"I don't know if we're ready for this kind of deluge"

The church has long contended with conspiracy theories of Mormon plots to take over America — claims that have only increased with Romney’s prominence. If the former governor wins the White House, however, several political scientists predict LDS officials would be more likely to pull back from any policy debates to avoid an appearance of undue influence, even when Mormons have a clear interest.

“There is a good chance that the main way a lot of leaders of the church will respond to the election of a Mormon to the presidency will be to stay as quiet and uninvolved in politics as possible and put as much daylight as possible between that president and the institutional church,” said Russell Arben Fox, a political scientist at Friends University in Wichita, Kan., and a Mormon writer. “They’re a global church and have responsibilities all around the world. For them to appear to be lining up behind a Mormon president and endorsing his policies would just be bad for the church.”

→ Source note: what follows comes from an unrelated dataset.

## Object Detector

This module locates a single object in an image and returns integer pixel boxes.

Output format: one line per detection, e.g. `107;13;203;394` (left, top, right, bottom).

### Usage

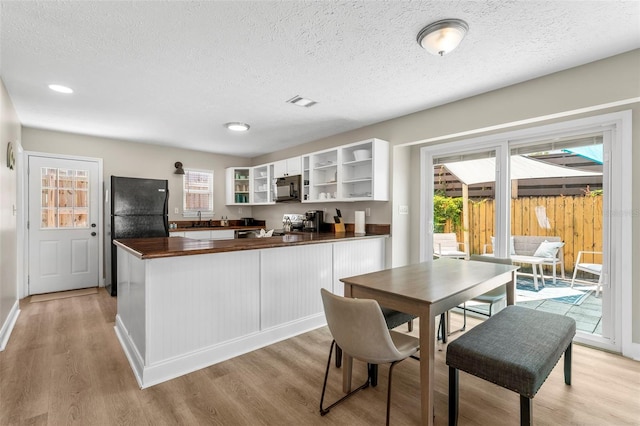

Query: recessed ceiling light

Despite their fears, Mormons acknowledge that Romney’s nomination will be a milestone like none before for the church…

Christian groups with a competing emphasis on evangelizing worry about a flood of Mormon converts if Romney prevails over President Barack Obama. With 14.4 million members, the church is among the fastest-growing in the world, supported by a full-time missionary force of about 55,000 young people.

Yet, with Romney in the Oval Office, the popularity of the church could fall as well as rise.